# Difference between XC and a Hunter Trial?



## jcberry (17 April 2007)

i thought they were both the same? 
	
	
		
		
	


	





xx


----------



## TiaPony (17 April 2007)

XC is practice normally, you don't normally find xc comps whereas hunter trails are basically competing at XC with a fancy (perhaps fitting) name
x


----------



## CastleMouse (17 April 2007)

They're both the same, although some hunter trials (not many though) have a timed section where you have to open and shut a gate whilst mounted


----------



## FloElla (17 April 2007)

I thought that in XC you had to wear xc coluors and in hunter trials you had to were your hunter/hacking jacket? Might have heard wrong though? not sure?!


----------



## CastleMouse (17 April 2007)

Years ago people used to wear their usual hunting attire (tweed or hunting jacket) for hunter trials, but nowadays everyone wears cross-country colour. I haven't seen anyone in hunting attire at hunter trials in the past few years, and when I was a spectator when I was a lot younger I didn't see many either from what I remember.


----------



## kirstyfk (17 April 2007)

Cross Country is the jumps in the field/course while Hunter Trials is the compeition if that makes sense.


----------



## vickers22 (17 April 2007)

isnt cross country timed overall?i know HT only have a timed section...


----------



## clairencappelli (17 April 2007)

I thought they were the same too we all wear colours at our ht down here and its a whole timed course with no timed section in all the ht ive ridden in.


----------



## WelshRareBit (18 April 2007)

I thought XC was only as part of a ODE/TDE whereas HT are a competition in their own right... I dont know though!! xxx


----------



## Blizzard (18 April 2007)

I thought a hunter trial was more spaced out, ie a large stretch between each jump, as if you were hunting? Yet XC the fences are pretty much closer together?


----------



## Santa_Claus (18 April 2007)

depends where you are in the country and who is organising the competition.

a true XC competition is timed all the round just like the XC phase of a ODE.

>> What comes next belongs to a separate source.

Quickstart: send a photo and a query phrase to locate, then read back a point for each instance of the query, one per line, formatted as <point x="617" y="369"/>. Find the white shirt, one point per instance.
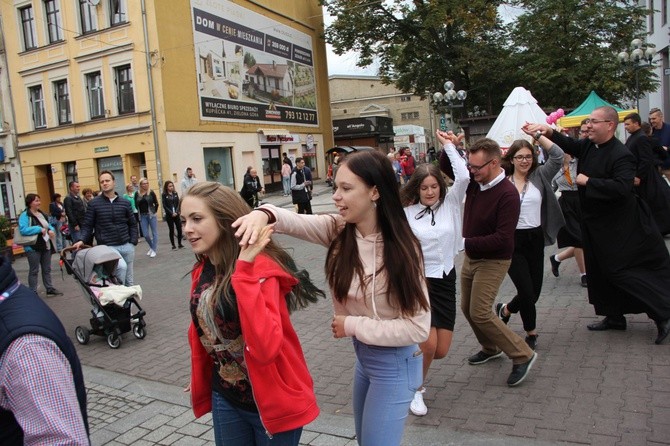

a True HT competition has a timed section traditionally including a gate and you must wear either hacking jackets or a plain black sweatshirt.

BUT nowadays you see a mixture of the two. Here in devon a HT means an XC with a short timed section in one field as far easier for the organisers with no gate and wear whatever you like.

on the other hand friend competed in Notts i think it was this weekend where her HT had gate and someone was actually eliminated for not wearing a hacking jacket as they turned up in XC colours!

This is why it is best to read the individual competition rules. True HTs are most commonly run by pony clubs I have found. 
	
	
		
		
	


	





Katie


----------